Édité par : Olga Samsonova

La recherche en psychologie de la danse met en évidence le mouvement rythmique comme un outil efficace pour l'amélioration cognitive et le maintien du bien-être mental. Cette discipline se distingue des exercices physiques plus répétitifs, tels que la course ou le vélo, en constituant un entraînement neurologique complet qui mobilise simultanément les fonctions corporelles et cérébrales.

La pratique structurée de la danse sollicite de multiples aires cérébrales, stimulant activement la neurogenèse, soit la création de nouvelles connexions neuronales. Cette plasticité cérébrale, essentielle pour la restructuration du cerveau en réponse à l'apprentissage, est cruciale pour préserver la mémoire et l'agilité mentale, y compris à un âge avancé. La complexité des chorégraphies requiert une coordination motrice fine, ce qui renforce la conscience spatiale et affine les capacités de résolution de problèmes. Ces exercices cognitifs sont par ailleurs associés à une réduction du risque de démence, combinant un défi intellectuel soutenu avec un engagement émotionnel profond.

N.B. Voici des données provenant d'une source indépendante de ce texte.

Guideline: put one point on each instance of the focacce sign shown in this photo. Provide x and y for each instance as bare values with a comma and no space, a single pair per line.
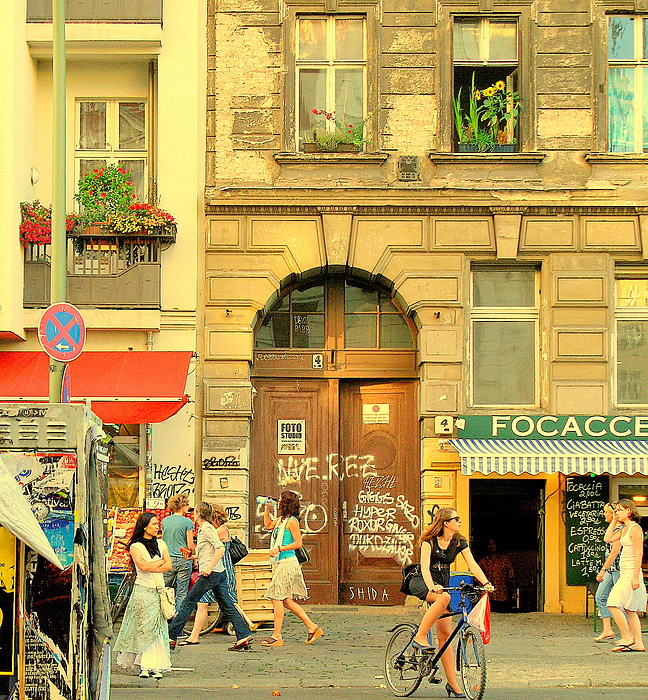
541,427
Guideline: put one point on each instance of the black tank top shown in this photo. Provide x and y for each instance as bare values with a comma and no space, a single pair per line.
440,559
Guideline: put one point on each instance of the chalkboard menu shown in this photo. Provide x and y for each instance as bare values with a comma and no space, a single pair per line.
585,526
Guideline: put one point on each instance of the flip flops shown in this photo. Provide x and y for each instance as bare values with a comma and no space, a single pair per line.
312,636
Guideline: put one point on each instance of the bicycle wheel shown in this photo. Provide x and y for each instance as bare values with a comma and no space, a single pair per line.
471,662
403,669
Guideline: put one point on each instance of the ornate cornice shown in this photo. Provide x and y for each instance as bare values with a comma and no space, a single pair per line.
465,210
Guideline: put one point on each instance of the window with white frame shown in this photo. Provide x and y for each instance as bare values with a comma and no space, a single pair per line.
627,84
113,132
504,325
485,74
331,76
632,338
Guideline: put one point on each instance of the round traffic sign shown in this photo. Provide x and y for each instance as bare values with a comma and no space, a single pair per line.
62,332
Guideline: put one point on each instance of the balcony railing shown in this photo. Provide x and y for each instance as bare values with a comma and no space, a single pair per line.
117,273
136,11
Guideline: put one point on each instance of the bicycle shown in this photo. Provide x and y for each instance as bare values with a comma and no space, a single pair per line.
405,666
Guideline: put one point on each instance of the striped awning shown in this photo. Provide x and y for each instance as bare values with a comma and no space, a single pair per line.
491,456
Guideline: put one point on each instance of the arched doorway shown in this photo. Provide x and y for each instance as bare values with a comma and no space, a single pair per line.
336,419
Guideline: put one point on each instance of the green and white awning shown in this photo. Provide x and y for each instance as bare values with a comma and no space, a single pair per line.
492,456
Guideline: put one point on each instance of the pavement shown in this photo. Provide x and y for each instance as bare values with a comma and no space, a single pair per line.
527,651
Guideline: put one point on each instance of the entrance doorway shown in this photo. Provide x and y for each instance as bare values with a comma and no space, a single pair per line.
510,512
356,468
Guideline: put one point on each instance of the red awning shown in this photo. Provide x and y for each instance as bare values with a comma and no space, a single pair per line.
123,387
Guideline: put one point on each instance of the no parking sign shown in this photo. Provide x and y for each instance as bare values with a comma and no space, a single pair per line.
62,332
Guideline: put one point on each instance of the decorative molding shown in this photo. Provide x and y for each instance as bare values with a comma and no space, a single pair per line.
464,210
330,158
489,158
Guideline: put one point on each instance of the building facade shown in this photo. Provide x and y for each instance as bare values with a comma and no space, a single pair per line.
129,67
426,231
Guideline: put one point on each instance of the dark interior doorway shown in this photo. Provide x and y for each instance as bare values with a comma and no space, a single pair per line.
510,512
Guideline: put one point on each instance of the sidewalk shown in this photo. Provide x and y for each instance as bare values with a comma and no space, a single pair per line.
528,650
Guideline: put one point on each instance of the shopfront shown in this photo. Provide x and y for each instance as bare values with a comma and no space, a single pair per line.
537,484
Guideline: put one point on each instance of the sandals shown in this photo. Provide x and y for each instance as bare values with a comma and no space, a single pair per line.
272,642
312,636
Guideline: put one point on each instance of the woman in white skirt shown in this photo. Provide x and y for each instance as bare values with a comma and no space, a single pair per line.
143,640
628,596
287,579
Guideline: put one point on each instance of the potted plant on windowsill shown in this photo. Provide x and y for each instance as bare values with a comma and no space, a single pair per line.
333,136
488,125
36,223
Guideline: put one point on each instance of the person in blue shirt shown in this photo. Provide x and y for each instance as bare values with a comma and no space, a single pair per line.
177,532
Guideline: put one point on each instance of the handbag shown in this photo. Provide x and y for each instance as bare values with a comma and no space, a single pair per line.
238,550
409,572
167,601
480,617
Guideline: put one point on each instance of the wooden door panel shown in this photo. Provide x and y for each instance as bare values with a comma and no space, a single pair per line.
379,490
313,475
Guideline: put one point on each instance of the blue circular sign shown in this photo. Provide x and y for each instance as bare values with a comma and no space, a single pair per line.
62,332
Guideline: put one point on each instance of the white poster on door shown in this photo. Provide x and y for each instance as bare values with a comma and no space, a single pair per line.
291,437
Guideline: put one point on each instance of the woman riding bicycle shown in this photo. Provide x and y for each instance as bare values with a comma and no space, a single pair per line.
440,544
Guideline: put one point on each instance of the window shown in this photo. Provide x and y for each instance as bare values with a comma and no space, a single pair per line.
113,132
632,339
331,73
485,65
504,320
628,84
307,318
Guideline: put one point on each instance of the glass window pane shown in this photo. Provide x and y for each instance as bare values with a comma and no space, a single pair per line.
394,332
349,40
621,38
621,109
360,330
311,299
312,40
503,42
349,96
136,170
87,165
632,362
504,362
274,332
312,95
308,330
92,126
465,38
132,121
504,288
357,298
632,292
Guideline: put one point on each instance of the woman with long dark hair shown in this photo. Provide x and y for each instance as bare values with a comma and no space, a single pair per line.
143,640
213,577
628,596
440,544
287,579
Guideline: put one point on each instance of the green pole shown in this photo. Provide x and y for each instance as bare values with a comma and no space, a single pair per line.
59,242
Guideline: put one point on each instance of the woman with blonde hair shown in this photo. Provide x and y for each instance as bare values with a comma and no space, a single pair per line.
440,544
608,575
287,579
628,596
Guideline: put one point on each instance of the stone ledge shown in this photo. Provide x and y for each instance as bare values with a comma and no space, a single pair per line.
490,158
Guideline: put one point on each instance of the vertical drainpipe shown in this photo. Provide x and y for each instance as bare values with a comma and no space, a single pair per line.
58,288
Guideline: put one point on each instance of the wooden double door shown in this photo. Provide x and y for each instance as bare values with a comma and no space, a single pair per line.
354,459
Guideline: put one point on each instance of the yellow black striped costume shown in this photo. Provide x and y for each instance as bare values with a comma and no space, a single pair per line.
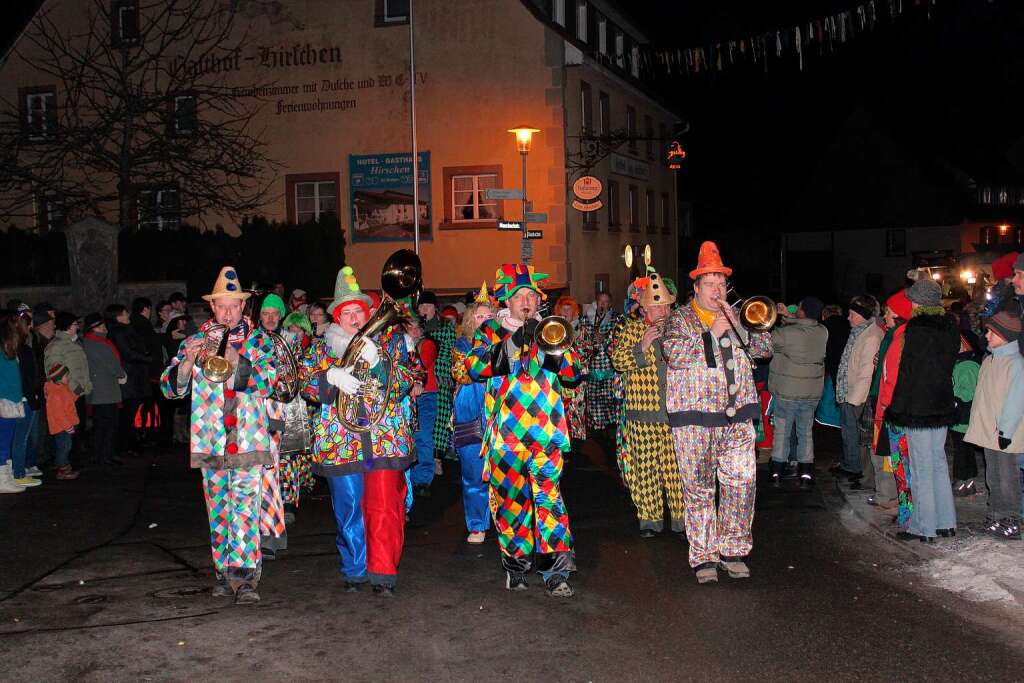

L'acte de danser déclenche une cascade de réactions neurochimiques bénéfiques. Il provoque la libération d'endorphines, agissant comme des analgésiques naturels, de dopamine, liée à la récompense et à la motivation, et de sérotonine, qui régule l'humeur. Ces neurotransmetteurs contribuent à une élévation naturelle de l'humeur et à une diminution notable des niveaux d'anxiété et de stress, avec une réduction de la sécrétion de cortisol, l'hormone du stress. Des données indiquent une diminution du cortisol pouvant atteindre 68% après une séance de 45 minutes.

Lorsque le mouvement est synchronisé avec d'autres individus, il stimule la production d'ocytocine, l'hormone de l'attachement. Cette libération favorise le lien social, renforce le sentiment d'appartenance et aide à contrer l'isolement et la déprime, offrant un espace émotionnel partagé. La danse se positionne ainsi comme une activité prosociale améliorant les relations interpersonnelles. De plus, le rythme et la coordination des mouvements constituent une voie d'expression non verbale puissante, permettant une catharsis émotionnelle et facilitant la régulation du système nerveux.

L'intégration constante des processus physiques, sensoriels et cognitifs fait de la danse un exercice global soutenant la plasticité neuronale tout au long de la vie. La neurobiologiste Lucy Vincent souligne que la danse mobilise des aptitudes diverses, sollicitant à la fois le corps et le cerveau de manière plus complète que d'autres sports. Des programmes spécifiques, comme une heure de salsa pratiquée pendant neuf semaines, ont montré une amélioration de la santé mentale chez des adultes présentant des symptômes dépressifs.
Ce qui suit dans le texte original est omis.